Es wäre sensationell, mit ihm zusammenzuarbeiten, ich halte unheimlich viel von ihm und seiner Art, sagte Kasey Keller der Online-Ausgabe der Bild-Zeitung. Der Torwart von Borussia Mönchengladbach hatte bei Tottenham Hotspur in der englischen Premier League noch mit Klinsmann zusammen gespielt und sich auch schon mit ihm an dessen Wohnsitz in Kalifornien getroffen.
Auch Steven Cherundulo von Hannover 96 sprach sich für den deutschen WM-Trainer als Nachfolger von Bruce Arena aus. Klinsmann wird die Mentalität der Amerikaner kennen und mögen. Er wohnt ja schon einige Jahre in den USA. Bei uns geht alles etwas lockerer zu, aber ich glaube, das hat er drauf, sagte der Verteidiger. Für ihn sei ein Vertragsabschluss mit dem 41-Jährigen keine Überraschung. Der Name ist schon lange im Gespräch, sagte Cherundolo.

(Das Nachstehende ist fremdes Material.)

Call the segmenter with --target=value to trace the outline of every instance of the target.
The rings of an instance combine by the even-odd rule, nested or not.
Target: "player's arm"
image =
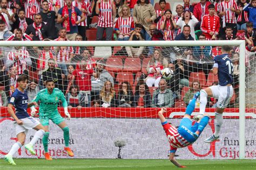
[[[18,117],[16,116],[16,115],[15,115],[15,114],[14,113],[14,110],[12,109],[13,107],[14,107],[14,105],[12,105],[12,104],[9,103],[8,105],[7,106],[7,111],[8,111],[8,112],[10,114],[10,115],[11,116],[11,117],[12,117],[15,120],[15,121],[16,121],[18,125],[21,125],[23,124],[22,121],[19,119]]]

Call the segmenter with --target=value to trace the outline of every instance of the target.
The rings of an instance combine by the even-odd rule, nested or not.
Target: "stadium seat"
[[[119,72],[123,70],[123,61],[121,58],[118,57],[110,57],[106,62],[105,69],[112,72]]]
[[[160,9],[159,3],[158,2],[157,2],[154,4],[154,8],[156,10],[159,10]],[[171,5],[170,5],[169,3],[166,2],[166,5],[165,5],[165,8],[164,9],[165,10],[171,9]]]
[[[214,82],[219,82],[219,80],[218,79],[218,75],[213,75],[213,73],[210,73],[208,75],[207,82],[205,85],[206,85],[207,86],[211,86],[212,85],[212,83]]]
[[[184,86],[181,89],[181,93],[180,93],[180,100],[183,101],[183,98],[185,97],[185,95],[186,93],[188,91],[188,90],[190,89],[189,87],[186,87]]]
[[[96,40],[96,30],[87,30],[86,36],[87,41],[95,41]]]
[[[185,104],[184,102],[182,101],[177,101],[175,102],[174,108],[186,108],[186,104]]]
[[[137,73],[141,69],[140,59],[139,58],[128,58],[124,61],[124,72]]]
[[[204,72],[192,72],[190,73],[190,84],[191,84],[194,81],[198,81],[200,82],[201,87],[204,86],[206,82],[206,80],[205,79],[205,75]]]
[[[124,81],[127,81],[130,85],[133,85],[133,74],[131,72],[118,72],[116,80],[120,84]]]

Klinsmann hatte in Interviews mit der amerikanischen Nachrichtenagentur ap und der New York Times Gespräche mit dem US-Verband bestätigt und sein Interesse an dem Traineramt bekundet. Joachim Löw, sein früherer Assistent und Nachfolger als deutscher Bundestrainer, bestätigte, dass das Thema für Klinsmann relevant sei. Jürgen hat mir schon vor längerer Zeit sein Interesse am US-Job angedeutet. Ich kann mir gut vorstellen, dass er für die WM 2010 alle Energie reinlegt, sagte er der Bild-Zeitung.